[<prev] [next>] [<thread-prev] [day] [month] [year] [list]
Message-ID: <CA+fCnZfaCGhZiHPm1wRMLv7oPsvZ-_dvR33mgYEtLY_ss+g4DQ@mail.gmail.com>
Date: Mon, 17 Feb 2025 17:53:06 +0100
From: Andrey Konovalov <andreyknvl@...il.com>
To: Waiman Long <longman@...hat.com>
Cc: Peter Zijlstra <peterz@...radead.org>, Ingo Molnar <mingo@...hat.com>,
Will Deacon <will.deacon@....com>, Boqun Feng <boqun.feng@...il.com>,
Andrey Ryabinin <ryabinin.a.a@...il.com>, Alexander Potapenko <glider@...gle.com>,
Dmitry Vyukov <dvyukov@...gle.com>, Vincenzo Frascino <vincenzo.frascino@....com>,
Marco Elver <elver@...gle.com>, linux-kernel@...r.kernel.org, kasan-dev@...glegroups.com
Subject: Re: [PATCH v4 3/4] locking/lockdep: Disable KASAN instrumentation of lockdep.c
On Thu, Feb 13, 2025 at 9:02 PM Waiman Long <longman@...hat.com> wrote:
>
> Both KASAN and LOCKDEP are commonly enabled in building a debug kernel.
> Each of them can significantly slow down the speed of a debug kernel.
> Enabling KASAN instrumentation of the LOCKDEP code will further slow
> thing down.
>
> Since LOCKDEP is a high overhead debugging tool, it will never get
> enabled in a production kernel.
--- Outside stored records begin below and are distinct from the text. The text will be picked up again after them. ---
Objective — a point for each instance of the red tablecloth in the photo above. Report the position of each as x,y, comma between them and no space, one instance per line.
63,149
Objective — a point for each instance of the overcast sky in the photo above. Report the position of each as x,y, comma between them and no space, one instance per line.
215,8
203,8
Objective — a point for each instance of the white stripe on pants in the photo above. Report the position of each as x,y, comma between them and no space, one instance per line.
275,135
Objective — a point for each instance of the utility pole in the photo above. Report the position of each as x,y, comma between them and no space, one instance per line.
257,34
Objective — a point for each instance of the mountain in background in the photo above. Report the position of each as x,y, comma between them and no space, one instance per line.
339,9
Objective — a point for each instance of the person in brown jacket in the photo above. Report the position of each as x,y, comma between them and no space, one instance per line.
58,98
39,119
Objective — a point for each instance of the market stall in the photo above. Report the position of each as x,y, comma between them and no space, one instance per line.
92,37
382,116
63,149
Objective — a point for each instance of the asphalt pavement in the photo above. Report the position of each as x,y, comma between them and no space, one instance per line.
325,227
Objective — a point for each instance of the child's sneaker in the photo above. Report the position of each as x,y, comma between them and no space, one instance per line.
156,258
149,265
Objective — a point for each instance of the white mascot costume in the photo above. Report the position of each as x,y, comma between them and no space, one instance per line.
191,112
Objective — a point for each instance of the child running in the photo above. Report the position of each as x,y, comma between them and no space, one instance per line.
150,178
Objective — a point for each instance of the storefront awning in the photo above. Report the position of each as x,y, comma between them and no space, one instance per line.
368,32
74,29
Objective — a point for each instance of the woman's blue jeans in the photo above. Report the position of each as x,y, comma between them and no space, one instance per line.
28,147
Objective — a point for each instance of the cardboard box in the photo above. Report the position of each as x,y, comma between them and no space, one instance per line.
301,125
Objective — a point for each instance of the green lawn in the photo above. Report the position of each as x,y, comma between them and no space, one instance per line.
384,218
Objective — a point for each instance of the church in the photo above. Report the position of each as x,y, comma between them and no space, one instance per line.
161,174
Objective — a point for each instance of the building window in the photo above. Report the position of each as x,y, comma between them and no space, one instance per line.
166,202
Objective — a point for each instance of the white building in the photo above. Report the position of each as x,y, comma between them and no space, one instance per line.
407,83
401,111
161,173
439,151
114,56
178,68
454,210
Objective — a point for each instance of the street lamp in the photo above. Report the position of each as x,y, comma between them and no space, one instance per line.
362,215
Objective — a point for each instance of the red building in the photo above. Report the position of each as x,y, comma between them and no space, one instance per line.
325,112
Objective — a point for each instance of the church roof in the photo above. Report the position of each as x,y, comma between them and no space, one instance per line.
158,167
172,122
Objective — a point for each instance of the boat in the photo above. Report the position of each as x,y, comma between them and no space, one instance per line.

The LOCKDEP code is also pretty mature
> and is unlikely to get major changes. There is also a possibility of
> recursion similar to KCSAN.
>
> To evaluate the performance impact of disabling KASAN instrumentation
> of lockdep.c, the time to do a parallel build of the Linux defconfig
> kernel was used as the benchmark. Two x86-64 systems (Skylake & Zen 2)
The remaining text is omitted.